OLD TESTAMENT CHARACTERS and INDUCTIVE REASONING

Anonymous

(Investigator 117, 2007 November)

 

PREVIOUSLY

I estimated the Old Testament includes the names of about 2,889 people. (# 50; 61) I listed 62 confirmed or tentatively confirmed by archaeology and predicted more will be found.
 

TWO MORE

Recently I noticed two more.

25km south-west of Aman (Jordan), in an area called Iraq el Amir meaning Cave of the Prince, is evidence for Tobiah. Tobiah was the Ammonite official who, in the 5th century BC, opposed the return of the Jews to Israel. (Nehemiah 2:10)

In the early 1990s a team from Jordan's Department of Antiquities and the French Institute of Archaeology surveyed the remains of some 2nd century BC buildings. Nearby are cliffs with eleven caves on two levels. At the entrance of one cave is an inscription of the name Tobiah in Aramaic. The name appears again in the adjacent cave.
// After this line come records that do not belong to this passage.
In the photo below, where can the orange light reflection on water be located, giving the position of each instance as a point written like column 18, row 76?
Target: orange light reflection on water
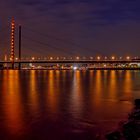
column 12, row 103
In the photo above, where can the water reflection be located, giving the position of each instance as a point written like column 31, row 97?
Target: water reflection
column 35, row 102
column 11, row 102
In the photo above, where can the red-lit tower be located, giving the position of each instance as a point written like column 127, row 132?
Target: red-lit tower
column 12, row 56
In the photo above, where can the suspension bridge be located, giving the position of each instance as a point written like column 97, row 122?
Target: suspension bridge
column 69, row 62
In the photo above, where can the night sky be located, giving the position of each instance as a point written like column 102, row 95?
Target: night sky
column 72, row 27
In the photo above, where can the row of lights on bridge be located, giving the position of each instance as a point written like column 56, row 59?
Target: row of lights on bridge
column 79, row 58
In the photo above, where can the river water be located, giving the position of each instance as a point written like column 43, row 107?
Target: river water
column 64, row 105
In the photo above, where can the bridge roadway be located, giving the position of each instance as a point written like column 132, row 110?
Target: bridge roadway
column 73, row 61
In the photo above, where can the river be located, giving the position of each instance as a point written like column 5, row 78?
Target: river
column 64, row 105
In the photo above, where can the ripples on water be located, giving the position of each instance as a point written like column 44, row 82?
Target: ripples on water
column 71, row 105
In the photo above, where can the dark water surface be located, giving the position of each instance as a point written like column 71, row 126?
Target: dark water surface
column 69, row 105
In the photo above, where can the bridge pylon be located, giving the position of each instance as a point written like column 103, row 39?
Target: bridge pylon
column 12, row 55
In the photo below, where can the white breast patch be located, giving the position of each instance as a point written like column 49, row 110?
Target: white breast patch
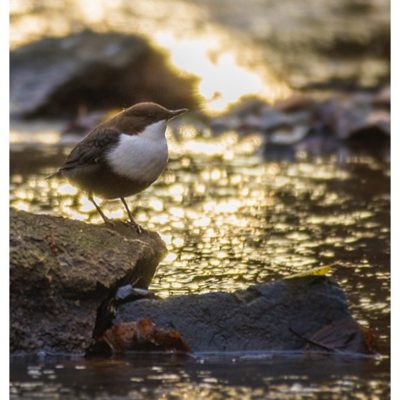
column 141, row 157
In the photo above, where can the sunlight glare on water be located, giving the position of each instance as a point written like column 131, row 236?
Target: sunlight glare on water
column 225, row 69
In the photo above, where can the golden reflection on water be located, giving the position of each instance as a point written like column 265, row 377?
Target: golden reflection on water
column 227, row 69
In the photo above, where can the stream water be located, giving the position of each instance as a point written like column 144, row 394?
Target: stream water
column 230, row 218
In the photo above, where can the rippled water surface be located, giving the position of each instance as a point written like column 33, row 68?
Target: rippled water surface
column 231, row 218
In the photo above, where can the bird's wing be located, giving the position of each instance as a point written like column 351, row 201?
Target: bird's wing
column 92, row 149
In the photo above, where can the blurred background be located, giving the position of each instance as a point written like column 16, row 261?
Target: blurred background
column 281, row 166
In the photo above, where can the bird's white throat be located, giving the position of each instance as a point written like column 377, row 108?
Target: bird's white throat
column 141, row 157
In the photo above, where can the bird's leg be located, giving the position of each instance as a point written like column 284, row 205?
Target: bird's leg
column 99, row 210
column 133, row 222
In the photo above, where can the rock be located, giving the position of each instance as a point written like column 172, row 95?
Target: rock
column 58, row 76
column 291, row 314
column 61, row 270
column 360, row 116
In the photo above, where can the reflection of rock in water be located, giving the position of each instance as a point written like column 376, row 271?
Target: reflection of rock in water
column 58, row 76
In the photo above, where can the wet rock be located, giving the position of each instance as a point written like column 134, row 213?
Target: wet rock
column 280, row 315
column 255, row 115
column 57, row 76
column 61, row 270
column 361, row 115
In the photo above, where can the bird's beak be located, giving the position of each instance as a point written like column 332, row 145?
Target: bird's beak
column 175, row 113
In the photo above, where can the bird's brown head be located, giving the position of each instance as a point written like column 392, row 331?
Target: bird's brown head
column 151, row 112
column 137, row 117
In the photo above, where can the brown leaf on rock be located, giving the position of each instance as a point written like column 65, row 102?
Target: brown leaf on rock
column 141, row 335
column 344, row 335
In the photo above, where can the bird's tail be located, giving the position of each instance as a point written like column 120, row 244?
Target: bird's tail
column 56, row 174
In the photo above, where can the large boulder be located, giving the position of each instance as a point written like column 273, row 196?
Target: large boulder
column 60, row 76
column 61, row 271
column 290, row 315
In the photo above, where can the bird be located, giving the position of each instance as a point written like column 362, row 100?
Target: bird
column 122, row 156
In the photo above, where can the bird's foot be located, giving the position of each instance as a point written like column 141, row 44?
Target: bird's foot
column 135, row 226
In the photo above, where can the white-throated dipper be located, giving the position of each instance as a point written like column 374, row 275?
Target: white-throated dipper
column 122, row 156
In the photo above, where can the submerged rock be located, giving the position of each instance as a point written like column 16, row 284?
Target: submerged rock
column 293, row 314
column 61, row 270
column 59, row 76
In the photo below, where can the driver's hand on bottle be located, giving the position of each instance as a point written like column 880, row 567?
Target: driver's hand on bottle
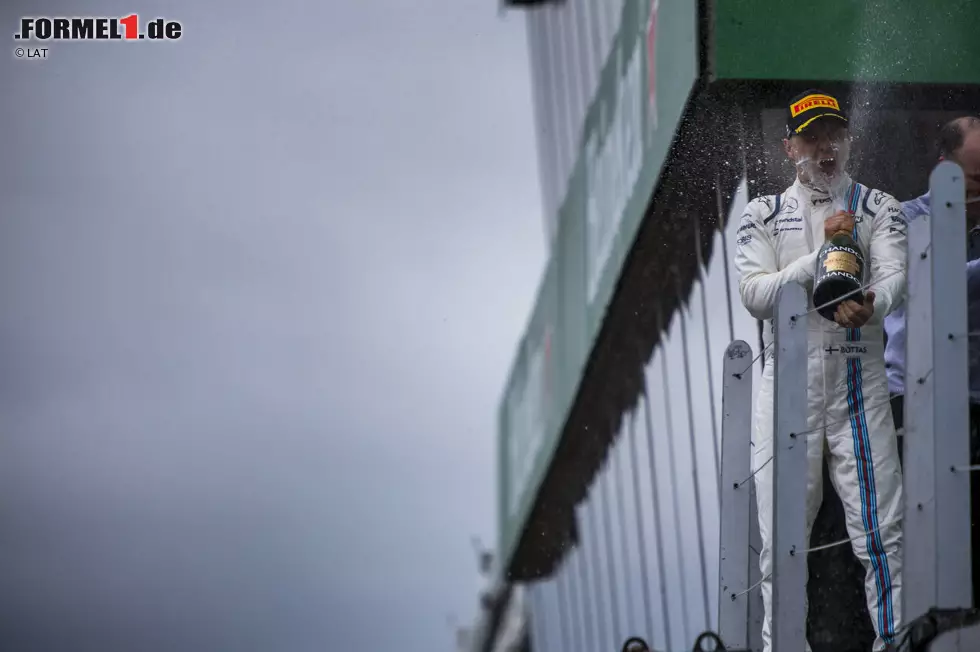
column 851, row 314
column 839, row 221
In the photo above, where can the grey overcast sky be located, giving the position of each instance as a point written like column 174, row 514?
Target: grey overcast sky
column 261, row 289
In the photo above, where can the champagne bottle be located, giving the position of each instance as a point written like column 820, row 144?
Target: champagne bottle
column 839, row 274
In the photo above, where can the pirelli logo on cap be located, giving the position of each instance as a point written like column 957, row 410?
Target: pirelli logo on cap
column 811, row 101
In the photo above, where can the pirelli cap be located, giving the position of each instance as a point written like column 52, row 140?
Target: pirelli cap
column 809, row 106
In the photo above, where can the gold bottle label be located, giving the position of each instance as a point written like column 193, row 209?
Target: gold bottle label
column 842, row 261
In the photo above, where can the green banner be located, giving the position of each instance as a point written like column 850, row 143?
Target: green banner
column 900, row 41
column 645, row 83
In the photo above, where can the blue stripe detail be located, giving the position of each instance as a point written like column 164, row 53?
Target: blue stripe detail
column 869, row 498
column 775, row 212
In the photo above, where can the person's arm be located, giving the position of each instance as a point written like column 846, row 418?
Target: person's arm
column 889, row 243
column 759, row 276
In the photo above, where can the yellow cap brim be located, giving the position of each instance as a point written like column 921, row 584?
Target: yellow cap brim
column 817, row 117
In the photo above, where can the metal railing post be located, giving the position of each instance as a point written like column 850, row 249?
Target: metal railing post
column 736, row 497
column 937, row 565
column 790, row 467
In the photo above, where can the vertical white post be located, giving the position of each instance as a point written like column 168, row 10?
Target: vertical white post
column 937, row 564
column 757, row 608
column 736, row 496
column 789, row 542
column 937, row 512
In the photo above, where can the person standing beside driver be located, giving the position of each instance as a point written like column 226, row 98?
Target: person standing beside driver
column 959, row 142
column 847, row 394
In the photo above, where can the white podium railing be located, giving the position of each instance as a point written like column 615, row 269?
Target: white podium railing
column 937, row 561
column 936, row 524
column 736, row 561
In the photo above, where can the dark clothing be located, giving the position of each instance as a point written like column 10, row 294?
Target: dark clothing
column 898, row 413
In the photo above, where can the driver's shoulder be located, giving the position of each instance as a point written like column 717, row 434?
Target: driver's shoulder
column 872, row 201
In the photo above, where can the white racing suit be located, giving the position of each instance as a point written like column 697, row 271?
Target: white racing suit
column 849, row 413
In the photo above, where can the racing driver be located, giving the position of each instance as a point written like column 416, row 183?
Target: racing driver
column 848, row 403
The inscription is dated to the Persian period 541-331 BC and therefore could refer to the Ammonite official of the Bible. (Archaeological Diggings Volume 1, June/July 1994, p. 29)

Another discovery may be "Sarsechim", an official of King Nebuchadnezzar of Babylon. (Jeremiah 39:3)

The British Museum has a collection of 130,000 Assyrian cuneiform tablets. On the Internet, Nigel Reynolds reports that one tablet appears to be: "a receipt for payment made by a figure in the Old Testament":
 
 

Tiny tablet provides proof for Old Testament…

Michael Jursa, a visiting professor from Vienna … made … a discovery that supports the view that the historical books of the Old Testament are based on fact.

…Prof Jursa suddenly came across a name … Nabu-sharrussu-ukin, described there … as "the chief eunuch" of Nebuchadnezzar II, king of Babylon.

Prof Jursa, an Assyriologist, checked the Old Testament and there in chapter 39 of the Book of Jeremiah, he found, spelled differently, the same name Nebo-Sarsekim.

Nebo-Sarsekim, according to Jeremiah, was Nebuchadnezzar II's "chief officer" and was with him at the siege of Jerusalem in 587 BC...

The small tablet, the size of "a packet of 10 cigarettes" according to Irving Finkel, a British Museum expert, is a bill of receipt acknowledging Nabu-sharrussu-ukin's payment of 0.75 kg of gold to a temple in Babylon.

The tablet is dated to the 10th year of the reign of Nebuchadnezzar II, 595BC, 12 years before the siege of Jerusalem… (13 July, 2007
 


 
 

In the King James translation Jeremiah 39:3 reads:

And all the princes of the king of Babylon came in, and sat in the middle gate, even Nergal-sharezer, Samgar-nebo, Sarsechim, Rab-saris, Nergal-sharezer, Rab-mag, with all the residue of the king of Babylon.


Many Bibles have "nebo" attached to the wrong name. It should not read "Samgar-nebo, Sarsechim…" but rather "Samgar, Nebo-sarsechim…" Some translators have made the correction including the NIV and RSV.

Hebrew writing did not use vowels. Therefore Nebo is the same as Nebu and Nabu. It was the name of a Babylonian god and prefixed the name of various humans such as Nebu-chadnezzar and Nebu-zaradan. (2 Kings 25:8-11)

This still leaves the biblical "sarsechim" different to "sharrussu-ukin" on the cuneiform tablet

This need not be seen as an error, but rather the conversion of the Babylonish name into Hebrew – comparable to Petrus in one language becoming "Peter" in another.